今村兵太郎微微頷首,如果宮崎健太郎涉及到嚴重問題,今天就不可能自由來拜訪了。

“健太郎剛才來了後,我還調侃他好些日子沒來了。”今村小五郎說道,“聽我這麼說,健太郎才說他本打算昨天來拜訪的,卻是有事情耽擱了,想來就是指的他被憲兵隊帶去問話這件事。”

“弄清楚事情內情。”今村兵太郎說道。

他主動詢問了,宮崎健太郎卻沒有說。

今村兵太郎知道,這是健太郎考慮到已經被放出來了,不想要再來麻煩他。

自己的學生可以不提,但是,他這個老師既然知道了,不能不過問。

“哈衣。”今村小五郎說道。

……

“帆哥,出什麼事情了?”李浩問帆哥。

帆哥從今村公館出來後,上了車之後,表情就是嚴峻的。

“法租界太平不了多長時間了。”程千帆說道。

“日本人要對法租界動手了?”李浩驚訝問道,“不是說維希政權現在有德國人撐腰,日本人不敢對法租界動手的麼?”

“維希政權?”程千帆發出輕蔑鄙薄的冷哼聲。

“日本人是不可能一直放著法租界這塊肥肉不吞下去的。”程千帆說道,“維希政權就是德國人的傀儡,他們現在主要重心放在法蘭西本土,如果日本人堅決要對法租界動手,維希政權不可能也不敢有什麼抵抗的。”

“這就麻煩了。”李浩皺眉說道。

“是啊,麻煩了。”程千帆說道,“最嚴峻的鬥爭形勢要到了。”

儘管維希政權軟弱,但是,最起碼目前日本人沒有明目張膽的佔領法租界,這也使得抗日力量得以在法租界獲得隱蔽和殘喘的空間。

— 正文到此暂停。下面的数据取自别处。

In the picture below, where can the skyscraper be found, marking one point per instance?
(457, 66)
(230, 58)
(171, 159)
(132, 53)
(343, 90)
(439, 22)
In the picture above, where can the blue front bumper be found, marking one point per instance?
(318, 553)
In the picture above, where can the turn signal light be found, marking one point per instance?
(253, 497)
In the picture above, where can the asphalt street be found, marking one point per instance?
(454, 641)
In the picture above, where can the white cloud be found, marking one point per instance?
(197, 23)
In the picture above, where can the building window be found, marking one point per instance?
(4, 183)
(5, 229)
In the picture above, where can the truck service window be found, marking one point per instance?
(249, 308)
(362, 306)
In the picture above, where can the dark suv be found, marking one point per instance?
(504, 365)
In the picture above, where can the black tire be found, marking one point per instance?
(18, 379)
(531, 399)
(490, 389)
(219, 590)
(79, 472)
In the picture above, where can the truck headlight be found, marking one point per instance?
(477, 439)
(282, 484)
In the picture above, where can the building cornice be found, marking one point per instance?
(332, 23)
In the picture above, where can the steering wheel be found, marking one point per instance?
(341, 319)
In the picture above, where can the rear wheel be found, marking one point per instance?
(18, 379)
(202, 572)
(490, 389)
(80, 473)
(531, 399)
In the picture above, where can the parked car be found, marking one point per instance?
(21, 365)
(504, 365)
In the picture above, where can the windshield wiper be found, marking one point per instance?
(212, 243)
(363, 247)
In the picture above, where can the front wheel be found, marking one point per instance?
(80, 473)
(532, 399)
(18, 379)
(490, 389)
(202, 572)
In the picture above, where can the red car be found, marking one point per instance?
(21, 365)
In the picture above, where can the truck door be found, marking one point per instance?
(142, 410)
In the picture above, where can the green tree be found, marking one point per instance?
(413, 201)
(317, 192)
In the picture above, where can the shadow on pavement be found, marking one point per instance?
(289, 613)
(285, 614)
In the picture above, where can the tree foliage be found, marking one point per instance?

一旦日本人完全佔領法租界,這對於以法租界作為根據地的抗日力量來說,將會是空前的危險。

……

咔擦。

喬春桃雙腿發力一絞,將敵人的脖頸絞斷。

隨後他並沒有即刻離開,而是命令手下把解決掉的敵人通通拖到公共廁所後面,直接扔進了化糞池裡面。

“彙報一下傷亡情況。”喬春桃低聲道。

“黨坤和肥兔死了。”馬本澤說道,“小九受了輕傷。”

“帶上黨坤和肥兔,走。”喬春桃面色平靜,聲音也是平靜的出奇。

很快,一行人消失在上海深夜的春雨中。

……

第二天,清晨。

辣斐德路,程府。

程千帆正在用早餐,客廳的電話鈴聲響起。

“這裡是程府。”李浩走過去拿起電話話筒,“我是誰?我是李浩。”

“好了,我曉得了,我會向帆哥彙報的。”李浩放下電話。

他來到程千帆的身側,低聲說道,“開森路與荸薺巷交界的公共廁所那邊發生了命案。”

“命案?”程千帆淡淡說道,“這年頭,死人正常。”

“人是在化糞池發現的。”李浩說道,“總共五具屍體。”

“嗯?”程千帆的表情嚴肅起來。

“死的都是日本人。”李浩說道,“有一個是特高課的人,另外四個是三井會館的日本浪人。”